Bildiğiniz gibi; Osmanlı Devleti, 1. Dünya Savaşı’ndan mağlup olarak çıktı ve 30 Ekim 1918’de imzaladığı Mondros Mütarekesi’yle siyasi hayatı, galip devletlerin kararlarına açık hale geldi… Nitekim İtilaf devletleri, anlaşmanın 7’nci maddesine dayanarak kendileri için stratejik bölgeleri işgal etmeye başlamışlardı. İngilizler, İstanbul ve Samsun’a; Fransızlar Gaziantep, Adana ve Mersin’e; İtalyanlar Antalya’ya, Yunanlılar ise İzmir’e asker çıkardılar…
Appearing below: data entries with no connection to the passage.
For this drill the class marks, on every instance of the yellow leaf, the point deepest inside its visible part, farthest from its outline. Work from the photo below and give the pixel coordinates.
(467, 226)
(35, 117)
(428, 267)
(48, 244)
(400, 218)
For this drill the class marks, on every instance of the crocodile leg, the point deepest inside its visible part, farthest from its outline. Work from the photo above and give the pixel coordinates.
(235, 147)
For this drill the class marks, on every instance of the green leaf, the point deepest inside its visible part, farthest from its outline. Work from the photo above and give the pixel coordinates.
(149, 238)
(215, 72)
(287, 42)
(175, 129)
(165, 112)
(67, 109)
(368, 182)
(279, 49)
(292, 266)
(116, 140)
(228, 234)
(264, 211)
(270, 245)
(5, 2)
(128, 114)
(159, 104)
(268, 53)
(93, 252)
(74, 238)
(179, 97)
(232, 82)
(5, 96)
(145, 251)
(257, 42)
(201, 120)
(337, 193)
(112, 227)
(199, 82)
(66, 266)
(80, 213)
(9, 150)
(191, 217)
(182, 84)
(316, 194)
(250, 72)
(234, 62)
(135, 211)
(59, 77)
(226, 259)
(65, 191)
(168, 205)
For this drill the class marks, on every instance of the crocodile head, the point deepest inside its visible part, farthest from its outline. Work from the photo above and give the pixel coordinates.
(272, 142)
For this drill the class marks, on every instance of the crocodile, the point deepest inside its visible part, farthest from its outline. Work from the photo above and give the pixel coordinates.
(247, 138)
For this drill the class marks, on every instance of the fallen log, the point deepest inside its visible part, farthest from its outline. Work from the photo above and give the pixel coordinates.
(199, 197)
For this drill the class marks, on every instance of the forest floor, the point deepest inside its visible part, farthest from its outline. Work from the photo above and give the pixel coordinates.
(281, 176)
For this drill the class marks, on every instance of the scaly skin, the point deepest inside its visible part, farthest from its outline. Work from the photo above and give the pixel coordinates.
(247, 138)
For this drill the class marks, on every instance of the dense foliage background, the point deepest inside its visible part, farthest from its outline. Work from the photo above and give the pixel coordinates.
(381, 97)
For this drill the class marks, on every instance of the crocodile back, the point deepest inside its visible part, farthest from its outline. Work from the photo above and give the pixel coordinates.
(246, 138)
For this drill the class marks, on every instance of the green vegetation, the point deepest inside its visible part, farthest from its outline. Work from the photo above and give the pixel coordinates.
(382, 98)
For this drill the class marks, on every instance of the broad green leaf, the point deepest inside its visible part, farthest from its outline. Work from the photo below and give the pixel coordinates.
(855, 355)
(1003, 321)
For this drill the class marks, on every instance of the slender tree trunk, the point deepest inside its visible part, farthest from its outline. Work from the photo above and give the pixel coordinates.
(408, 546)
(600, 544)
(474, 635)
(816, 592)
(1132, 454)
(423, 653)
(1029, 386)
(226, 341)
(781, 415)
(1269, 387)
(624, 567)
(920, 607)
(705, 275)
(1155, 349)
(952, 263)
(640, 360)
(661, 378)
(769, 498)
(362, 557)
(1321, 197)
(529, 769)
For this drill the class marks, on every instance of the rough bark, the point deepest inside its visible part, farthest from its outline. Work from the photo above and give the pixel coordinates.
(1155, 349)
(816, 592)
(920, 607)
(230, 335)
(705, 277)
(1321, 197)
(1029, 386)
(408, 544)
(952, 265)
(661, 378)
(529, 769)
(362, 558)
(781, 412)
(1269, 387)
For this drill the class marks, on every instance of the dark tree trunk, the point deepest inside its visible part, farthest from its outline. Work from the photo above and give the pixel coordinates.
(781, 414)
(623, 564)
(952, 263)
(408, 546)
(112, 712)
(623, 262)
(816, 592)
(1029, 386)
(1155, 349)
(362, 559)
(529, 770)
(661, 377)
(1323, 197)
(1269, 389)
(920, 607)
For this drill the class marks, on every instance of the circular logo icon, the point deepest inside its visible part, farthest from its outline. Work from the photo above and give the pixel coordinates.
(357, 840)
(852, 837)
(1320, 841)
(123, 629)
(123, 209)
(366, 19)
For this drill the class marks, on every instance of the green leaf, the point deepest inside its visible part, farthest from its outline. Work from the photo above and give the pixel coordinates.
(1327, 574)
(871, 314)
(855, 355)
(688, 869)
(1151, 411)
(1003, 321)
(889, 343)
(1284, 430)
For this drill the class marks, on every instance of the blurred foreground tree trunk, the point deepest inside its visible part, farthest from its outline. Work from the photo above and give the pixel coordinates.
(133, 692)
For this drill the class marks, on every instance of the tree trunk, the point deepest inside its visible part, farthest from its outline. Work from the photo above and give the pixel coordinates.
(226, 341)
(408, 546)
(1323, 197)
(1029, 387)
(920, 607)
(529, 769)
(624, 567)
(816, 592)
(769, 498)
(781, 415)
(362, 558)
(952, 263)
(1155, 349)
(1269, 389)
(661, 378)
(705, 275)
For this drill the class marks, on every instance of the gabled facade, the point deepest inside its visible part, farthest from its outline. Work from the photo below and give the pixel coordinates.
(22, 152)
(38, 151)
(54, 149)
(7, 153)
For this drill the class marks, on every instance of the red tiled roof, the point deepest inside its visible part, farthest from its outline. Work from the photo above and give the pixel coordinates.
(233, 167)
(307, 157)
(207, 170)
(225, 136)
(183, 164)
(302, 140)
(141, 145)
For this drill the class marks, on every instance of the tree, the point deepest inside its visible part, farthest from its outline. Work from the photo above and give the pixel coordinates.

Anadolu’dan yükselen ses, bu işgalleri kabul etmedi. Ulu önder, büyük asker, eşsiz devlet adamı Mustafa Kemal Atatürk, İstanbul’da bazı arkadaşlarıyla görüştükten sonra Anadolu’ya geçmeye karar verdi… 15 Mayıs 1919’da 9’uncu Ordu Müfettişi vazifesiyle Bandırma adlı vapuruyla Samsun’a hareket etti. Samsun’dan Havzaya oradan da Amasya’ya geçen Mustafa Kemal, 28 Haziran’da ‘Amasya Tamimi’ni yayınlayarak hem işgalleri protesto etti hem de İstanbul hükümeti görevini icra edemediğinden dolayı geçici bir hükümet kurdu…
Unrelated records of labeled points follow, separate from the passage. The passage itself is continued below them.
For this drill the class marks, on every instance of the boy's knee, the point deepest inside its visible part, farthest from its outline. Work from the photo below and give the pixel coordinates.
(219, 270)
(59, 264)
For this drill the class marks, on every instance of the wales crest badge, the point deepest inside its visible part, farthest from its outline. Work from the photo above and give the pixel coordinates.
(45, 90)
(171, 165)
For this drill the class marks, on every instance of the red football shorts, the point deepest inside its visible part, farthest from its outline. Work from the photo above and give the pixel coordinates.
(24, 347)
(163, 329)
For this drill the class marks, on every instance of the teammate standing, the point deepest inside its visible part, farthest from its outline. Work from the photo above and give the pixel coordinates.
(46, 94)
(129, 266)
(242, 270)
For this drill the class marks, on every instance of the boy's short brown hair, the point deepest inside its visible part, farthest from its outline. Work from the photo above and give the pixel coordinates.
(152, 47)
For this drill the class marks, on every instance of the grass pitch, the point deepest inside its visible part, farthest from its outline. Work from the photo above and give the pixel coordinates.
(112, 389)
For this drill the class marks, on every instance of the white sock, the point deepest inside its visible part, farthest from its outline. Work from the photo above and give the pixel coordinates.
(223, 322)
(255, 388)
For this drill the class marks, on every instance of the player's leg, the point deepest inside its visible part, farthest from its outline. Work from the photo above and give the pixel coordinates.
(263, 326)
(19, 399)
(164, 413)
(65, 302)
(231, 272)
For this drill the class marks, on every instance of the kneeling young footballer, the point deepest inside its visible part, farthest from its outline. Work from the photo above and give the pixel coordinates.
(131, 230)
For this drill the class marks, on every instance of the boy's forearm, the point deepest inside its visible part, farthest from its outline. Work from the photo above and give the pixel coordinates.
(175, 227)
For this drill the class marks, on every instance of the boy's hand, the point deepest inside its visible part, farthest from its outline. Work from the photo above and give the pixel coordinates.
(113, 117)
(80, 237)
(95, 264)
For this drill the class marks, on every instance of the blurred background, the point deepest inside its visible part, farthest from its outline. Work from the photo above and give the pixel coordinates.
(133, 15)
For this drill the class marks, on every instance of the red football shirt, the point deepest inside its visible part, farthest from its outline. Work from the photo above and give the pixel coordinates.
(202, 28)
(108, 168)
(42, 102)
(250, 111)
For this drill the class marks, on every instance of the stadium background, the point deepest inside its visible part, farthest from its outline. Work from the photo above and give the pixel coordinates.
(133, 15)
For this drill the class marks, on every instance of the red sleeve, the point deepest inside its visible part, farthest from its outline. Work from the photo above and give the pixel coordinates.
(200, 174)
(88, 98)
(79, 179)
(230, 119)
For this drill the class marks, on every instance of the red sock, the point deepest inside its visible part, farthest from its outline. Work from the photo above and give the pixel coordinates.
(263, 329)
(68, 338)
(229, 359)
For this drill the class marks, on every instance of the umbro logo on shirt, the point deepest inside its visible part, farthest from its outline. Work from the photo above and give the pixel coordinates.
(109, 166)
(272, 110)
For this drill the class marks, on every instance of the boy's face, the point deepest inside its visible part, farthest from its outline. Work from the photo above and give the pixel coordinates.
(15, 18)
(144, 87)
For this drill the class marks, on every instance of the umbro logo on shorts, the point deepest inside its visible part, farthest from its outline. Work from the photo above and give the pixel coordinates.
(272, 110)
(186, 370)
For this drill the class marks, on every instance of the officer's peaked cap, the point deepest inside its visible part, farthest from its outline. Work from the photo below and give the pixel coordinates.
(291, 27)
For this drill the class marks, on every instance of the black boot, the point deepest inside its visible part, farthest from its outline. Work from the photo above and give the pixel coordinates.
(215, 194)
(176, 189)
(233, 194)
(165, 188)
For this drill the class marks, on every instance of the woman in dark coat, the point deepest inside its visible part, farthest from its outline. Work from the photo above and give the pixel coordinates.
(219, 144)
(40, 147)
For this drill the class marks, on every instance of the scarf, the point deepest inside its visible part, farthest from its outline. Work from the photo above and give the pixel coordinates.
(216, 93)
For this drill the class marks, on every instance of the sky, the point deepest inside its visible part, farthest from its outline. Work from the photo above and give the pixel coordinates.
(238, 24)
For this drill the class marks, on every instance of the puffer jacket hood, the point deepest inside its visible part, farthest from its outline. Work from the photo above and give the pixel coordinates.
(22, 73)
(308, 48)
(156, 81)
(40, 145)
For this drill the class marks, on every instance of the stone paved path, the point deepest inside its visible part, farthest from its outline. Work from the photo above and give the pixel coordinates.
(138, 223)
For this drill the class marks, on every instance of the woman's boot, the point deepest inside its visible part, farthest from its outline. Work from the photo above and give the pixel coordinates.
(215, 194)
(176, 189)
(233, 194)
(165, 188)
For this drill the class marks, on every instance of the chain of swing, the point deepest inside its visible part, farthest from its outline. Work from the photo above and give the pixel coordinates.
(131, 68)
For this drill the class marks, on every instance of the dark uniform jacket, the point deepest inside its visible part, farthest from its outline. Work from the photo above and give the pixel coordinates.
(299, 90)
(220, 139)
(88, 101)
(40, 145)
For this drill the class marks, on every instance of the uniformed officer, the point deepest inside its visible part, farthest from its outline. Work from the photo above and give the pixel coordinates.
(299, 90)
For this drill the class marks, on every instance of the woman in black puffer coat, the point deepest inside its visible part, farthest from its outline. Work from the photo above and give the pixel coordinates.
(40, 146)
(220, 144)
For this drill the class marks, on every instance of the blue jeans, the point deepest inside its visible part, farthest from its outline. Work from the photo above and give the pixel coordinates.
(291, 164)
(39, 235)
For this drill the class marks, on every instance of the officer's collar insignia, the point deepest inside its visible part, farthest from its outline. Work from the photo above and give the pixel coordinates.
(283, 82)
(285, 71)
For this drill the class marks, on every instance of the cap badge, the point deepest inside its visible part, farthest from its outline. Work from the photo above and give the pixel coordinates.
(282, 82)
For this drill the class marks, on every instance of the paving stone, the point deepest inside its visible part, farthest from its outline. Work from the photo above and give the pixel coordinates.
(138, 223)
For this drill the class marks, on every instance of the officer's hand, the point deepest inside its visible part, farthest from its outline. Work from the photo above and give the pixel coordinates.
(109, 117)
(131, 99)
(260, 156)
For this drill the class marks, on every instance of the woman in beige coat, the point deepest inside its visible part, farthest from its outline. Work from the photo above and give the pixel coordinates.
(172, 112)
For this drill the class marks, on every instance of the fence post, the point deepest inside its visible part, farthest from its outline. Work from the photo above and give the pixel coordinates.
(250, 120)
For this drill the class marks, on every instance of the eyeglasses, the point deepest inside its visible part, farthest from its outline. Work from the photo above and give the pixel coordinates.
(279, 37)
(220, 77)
Ya İstiklal ya ölüm” parolasıyla Atatürk’ün liderliğinde ‘Milli Mücadele’ye başlayan Türk Milleti, mücadelede başarılı olmak için teşkilatlı bir şekilde hareket etti. Bunun için Mustafa Kemal, ilk önce halkı örgütleyerek yapılan işgallerin protesto edilmesini sağladı. 23 Temmuz-7 Ağustos 1919 tarihleri arasında toplanan Erzurum Kongresi, 9 kişilik bir temsil heyeti seçerek başkanlığına Mustafa Kemal’i getirdi. Bu kurul, her kente telgraf çekerek delegelerini Sivas’a göndermelerini istedi. 4-11 Eylül’de yapılan Sivas Kongresinin ardından bu kurulun üye sayısı 16’ya çıkarıldı. Temsil Heyeti, Meclis açılıncaya ve hükümet kuruluncaya kadar ‘Milli Mücadele’yi sistemli bir şekilde idare etti, teşkilatlandırdı. Sivas ve Erzurum Kongreleriyle tam bağımsızlık kararı alındı. Manda ve himaye reddedildi. Anadolu’da ve Rumeli’de kurulmuş Müdafaa-i Hukuk Cemiyetleri birleştirildi.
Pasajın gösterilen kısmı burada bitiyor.